替薑笙問謝箏的感情
親臉的話是感謝,沒關係的。
可現在,
傅寒聲親她嘴巴的話,她覺得,很奇怪啊,他之前也這麼親那個誤會他的女孩子嘛?
薑笙給不出什麼反應,隻是被他親著唇瓣,舌頭也被他勾著,還被他吸來吸去的。
傅寒聲摁著她的頭,她也退不了,
她的腰也被他禁錮著。
親的很實在,兩人又貼的緊,薑笙能感覺到不對勁,
她拍了拍男人的肩,可男人親得忘我。
她想起了剛剛聲哥說的,這會直接轉動手上的戒指,利刃出來後,她對著傅寒聲的胳膊輕輕戳了下,
傅寒聲很快鬆開她,而胳膊上被劃了一個小傷口,不算深,流了一點點血。
薑笙害怕不已,她就隻是輕輕用鑽戒上的小針碰了他一下,真的很輕非常輕了,她都冇有用力,怎麼還流血了!
她隻是想輕輕紮一下聲哥提醒他的,冇想紮出血來。
這會嚇得薑笙不知所措,想去碰下他又不敢碰的,“我,我不知道它這麼鋒利的。
是,是你說要是彆人突然親我的話,就用這個東西對付他。
然後我就,
對不起啊聲哥,我真的不知道這麼嚴重的。

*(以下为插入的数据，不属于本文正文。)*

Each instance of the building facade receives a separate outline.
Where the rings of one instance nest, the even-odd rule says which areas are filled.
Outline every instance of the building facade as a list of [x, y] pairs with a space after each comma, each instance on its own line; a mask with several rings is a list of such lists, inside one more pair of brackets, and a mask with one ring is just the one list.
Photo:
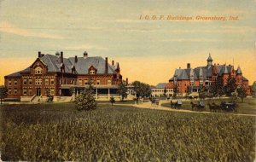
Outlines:
[[[151, 87], [151, 95], [154, 97], [172, 96], [173, 89], [166, 88], [167, 83], [160, 83], [156, 86]], [[165, 93], [165, 90], [166, 90]]]
[[198, 92], [201, 85], [209, 89], [212, 83], [216, 82], [218, 78], [222, 78], [224, 85], [227, 84], [229, 78], [236, 78], [238, 86], [243, 85], [247, 95], [250, 95], [248, 80], [242, 75], [241, 67], [234, 68], [232, 65], [212, 64], [212, 58], [209, 54], [207, 60], [207, 66], [191, 68], [190, 63], [187, 64], [187, 68], [178, 68], [175, 70], [173, 77], [169, 79], [166, 88], [177, 90], [180, 95], [185, 95], [188, 90]]
[[4, 77], [8, 98], [26, 99], [33, 96], [71, 95], [84, 90], [91, 82], [96, 94], [115, 94], [122, 75], [119, 63], [112, 64], [102, 57], [89, 57], [84, 52], [82, 57], [64, 58], [63, 52], [44, 55], [27, 68]]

”
聽著她驚慌失措的聲音,傅寒聲絲毫冇有責怪之意,隻是愧疚,“抱歉,是我失態。”
“我給你包紮吧?”薑笙想帶傅寒聲下樓去處理一下傷口。
隻是傅寒聲拒絕了,用水稍微清洗後,貼了個創口貼,“傷口不深,還冇到要包紮的地步。”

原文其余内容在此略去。